Harmonie des sphères - Définition

Source: Wikipédia sous licence CC-BY-SA 3.0.
La liste des auteurs de cet article est disponible ici.

"Harmonie des sphères" au sens large

Au sens large, l'expression "musique céleste" désigne la simultanéité et la concordance de sons venus du ciel. Un texte bouddhique soutient ceci : "Le moine, (...) avec cette claire, céleste oreille surpassant l'oreille des hommes, entend à la fois les sons humains et les sons célestes, fussent-ils loin ou près" (Tripityaka, Sutta-pitaka, I : Dîgha-nikâya, 2 : Sâmañña-phala-sutta, 87).


De façon plus large encore certains auteurs pensent à l'harmonie cosmique. Dans le Gorgias (507e), Platon parle des "sages" qui, voyant le lien qui unit la terre et le ciel, les dieux et les hommes, ont donné au Tout le nom de kosmos (ordre, arrangement).

Histoire

La notion d'harmonie des sphères remonte indirectement, sans que ce soit historiquement attesté, au pythagoricien Philolaos, vers 400 av. J.-C. Philolaos est à la fois mathématicien et astronome. Pour lui, le monde est "harmonie et nombre", tout est arrangé selon des proportions qui correspondent aux trois consonances de base de la musique : 2:1 (harmonie), 3:2 (quinte), 4:3 (quarte). Le pythagoricien Nicomaque de Gerasa (vers 200) assigne les notes de l'octave aux corps célestes, de sorte qu'ils génèrent une musique.

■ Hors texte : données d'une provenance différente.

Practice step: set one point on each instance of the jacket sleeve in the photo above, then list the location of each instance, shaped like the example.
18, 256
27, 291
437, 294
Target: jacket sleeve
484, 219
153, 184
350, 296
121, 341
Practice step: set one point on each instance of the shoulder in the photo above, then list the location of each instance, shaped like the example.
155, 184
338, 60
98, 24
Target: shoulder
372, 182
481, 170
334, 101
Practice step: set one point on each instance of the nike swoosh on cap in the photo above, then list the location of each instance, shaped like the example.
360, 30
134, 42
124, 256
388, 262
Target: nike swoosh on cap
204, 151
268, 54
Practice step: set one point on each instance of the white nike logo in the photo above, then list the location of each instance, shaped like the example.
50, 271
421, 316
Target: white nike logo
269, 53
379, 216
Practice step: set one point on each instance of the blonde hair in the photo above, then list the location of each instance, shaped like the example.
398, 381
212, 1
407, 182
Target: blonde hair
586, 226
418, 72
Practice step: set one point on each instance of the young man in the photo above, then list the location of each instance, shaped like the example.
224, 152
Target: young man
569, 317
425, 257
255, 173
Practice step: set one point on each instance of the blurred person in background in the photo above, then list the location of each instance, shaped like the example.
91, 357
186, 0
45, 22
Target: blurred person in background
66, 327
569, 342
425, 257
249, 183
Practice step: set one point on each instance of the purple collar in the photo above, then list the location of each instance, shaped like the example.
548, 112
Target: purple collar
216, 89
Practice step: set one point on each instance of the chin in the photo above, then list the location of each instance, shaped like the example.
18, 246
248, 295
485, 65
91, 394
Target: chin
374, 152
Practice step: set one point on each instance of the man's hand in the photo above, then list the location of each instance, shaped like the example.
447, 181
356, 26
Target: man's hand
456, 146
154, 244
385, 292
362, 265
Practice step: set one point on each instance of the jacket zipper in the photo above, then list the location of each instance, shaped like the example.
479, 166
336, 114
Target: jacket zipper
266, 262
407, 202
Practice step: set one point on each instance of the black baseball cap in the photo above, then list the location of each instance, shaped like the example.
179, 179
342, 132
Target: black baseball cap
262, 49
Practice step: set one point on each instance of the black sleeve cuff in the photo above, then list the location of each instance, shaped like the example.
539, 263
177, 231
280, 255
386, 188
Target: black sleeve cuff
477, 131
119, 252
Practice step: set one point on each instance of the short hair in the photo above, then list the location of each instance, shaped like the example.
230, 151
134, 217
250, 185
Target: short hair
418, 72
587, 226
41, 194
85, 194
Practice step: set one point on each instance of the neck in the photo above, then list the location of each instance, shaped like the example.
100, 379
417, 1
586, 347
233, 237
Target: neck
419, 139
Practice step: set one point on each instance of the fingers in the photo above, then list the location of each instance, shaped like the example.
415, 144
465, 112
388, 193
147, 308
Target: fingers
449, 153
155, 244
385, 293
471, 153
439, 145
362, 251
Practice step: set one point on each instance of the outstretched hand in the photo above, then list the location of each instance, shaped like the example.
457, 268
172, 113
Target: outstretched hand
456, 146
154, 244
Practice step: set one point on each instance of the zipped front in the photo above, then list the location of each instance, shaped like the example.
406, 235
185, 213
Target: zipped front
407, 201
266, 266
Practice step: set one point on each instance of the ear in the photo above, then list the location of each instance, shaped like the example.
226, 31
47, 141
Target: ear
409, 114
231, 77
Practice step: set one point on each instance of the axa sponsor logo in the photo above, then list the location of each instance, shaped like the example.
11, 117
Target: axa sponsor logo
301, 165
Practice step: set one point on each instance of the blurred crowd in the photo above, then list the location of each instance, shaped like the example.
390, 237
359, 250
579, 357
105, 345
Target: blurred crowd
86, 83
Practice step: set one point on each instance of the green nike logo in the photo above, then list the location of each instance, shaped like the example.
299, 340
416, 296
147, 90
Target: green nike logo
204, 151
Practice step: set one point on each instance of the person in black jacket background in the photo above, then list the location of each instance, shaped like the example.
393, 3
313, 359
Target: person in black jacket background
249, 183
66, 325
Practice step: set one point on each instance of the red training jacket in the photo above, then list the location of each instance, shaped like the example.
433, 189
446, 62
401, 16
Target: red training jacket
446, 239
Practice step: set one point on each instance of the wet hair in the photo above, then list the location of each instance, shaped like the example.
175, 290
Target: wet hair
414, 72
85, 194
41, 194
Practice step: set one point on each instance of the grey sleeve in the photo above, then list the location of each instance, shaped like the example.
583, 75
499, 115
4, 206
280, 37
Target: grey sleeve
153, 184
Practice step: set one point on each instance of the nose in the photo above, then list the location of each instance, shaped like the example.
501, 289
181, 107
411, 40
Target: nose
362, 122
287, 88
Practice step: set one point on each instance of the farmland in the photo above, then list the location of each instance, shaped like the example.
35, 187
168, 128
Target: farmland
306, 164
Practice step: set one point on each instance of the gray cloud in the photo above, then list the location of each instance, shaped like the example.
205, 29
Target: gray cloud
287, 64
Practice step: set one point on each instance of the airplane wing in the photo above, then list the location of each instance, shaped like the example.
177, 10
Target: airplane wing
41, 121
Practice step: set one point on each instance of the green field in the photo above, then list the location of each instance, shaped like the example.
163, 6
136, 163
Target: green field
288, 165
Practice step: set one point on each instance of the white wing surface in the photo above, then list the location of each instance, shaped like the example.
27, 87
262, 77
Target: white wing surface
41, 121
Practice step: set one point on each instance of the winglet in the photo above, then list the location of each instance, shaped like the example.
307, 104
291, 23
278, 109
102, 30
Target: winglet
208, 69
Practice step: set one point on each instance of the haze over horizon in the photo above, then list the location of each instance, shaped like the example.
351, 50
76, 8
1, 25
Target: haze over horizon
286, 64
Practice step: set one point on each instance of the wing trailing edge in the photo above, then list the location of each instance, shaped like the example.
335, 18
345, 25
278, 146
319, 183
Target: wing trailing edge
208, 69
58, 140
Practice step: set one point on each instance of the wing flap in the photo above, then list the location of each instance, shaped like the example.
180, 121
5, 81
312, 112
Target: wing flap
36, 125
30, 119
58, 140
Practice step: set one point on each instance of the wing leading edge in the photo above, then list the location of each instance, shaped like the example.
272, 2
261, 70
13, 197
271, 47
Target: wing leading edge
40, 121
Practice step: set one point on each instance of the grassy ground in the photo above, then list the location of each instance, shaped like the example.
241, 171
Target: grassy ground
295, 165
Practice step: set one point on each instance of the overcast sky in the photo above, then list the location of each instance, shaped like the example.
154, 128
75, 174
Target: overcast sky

Platon prend pour unité de mesure l'intervalle Terre/Lune, et il admet la série suivante : Lune Soleil, Vénus, Mercure, Mars, Jupiter, Saturne.

Aristote fait, le premier, un exposé critique de la notion pythagoricienne d'harmonie des sphères :

"On doit voir évidemment, d'après tout ce qui précède, que, quand on nous parle d'une harmonie résultant du mouvement de ces corps pareille à l'harmonie de sons qui s'accorderaient entr'eux, on fait une comparaison fort brillante, sans doute, mais très vaine ; ce n'est pas là du tout la vérité. Mais, en effet, il y a des gens [les pythagoriciens] qui se figurent que le mouvement de si grands corps [les planètes] doit produire nécessairement du bruit, puisque nous entendons autour de nous le bruit que font des corps qui n'ont ni une telle masse, ni une rapidité égale à celle du Soleil et de la Lune. Par là, on se croit autorisé à conclure que des astres aussi nombreux et aussi immenses que ceux qui ont ce prodigieux mouvement de translation, ne peuvent pas marcher sans faire un bruit d'une inexprimable intensité. En admettant d'abord cette hypothèse, et en supposant que ces corps, grâce à leurs distances respectives, sont pour leurs vitesses dans les rapports mêmes des harmonies, ces philosophes en arrivent à prétendre que la voix des astres, qui se meuvent en cercle, est harmonieuse. Mais comme il serait fort étonnant que nous n'entendissions pas cette prétendue voix, on nous en explique la cause, en disant que ce bruit date pour nos oreilles du moment même de notre naissance. Ce qui fait que nous ne distinguons pas le bruit, c'est que nous n'avons jamais eu le contraste du silence, qui y serait contraire ; car la voix et le silence, se font ainsi distinguer réciproquement l'un par l'autre. Or, de même que les forgerons, par l'habitude du bruit qu'ils font, n'en perçoivent plus la différence, de même aussi, dit-on, il en advient pour les hommes. Cette supposition, je le répète, est fort ingénieuse et fort poétique ; mais il est tout à fait impossible qu'il en soit ainsi." (Aristote, Du ciel, II, chap. 9, 290).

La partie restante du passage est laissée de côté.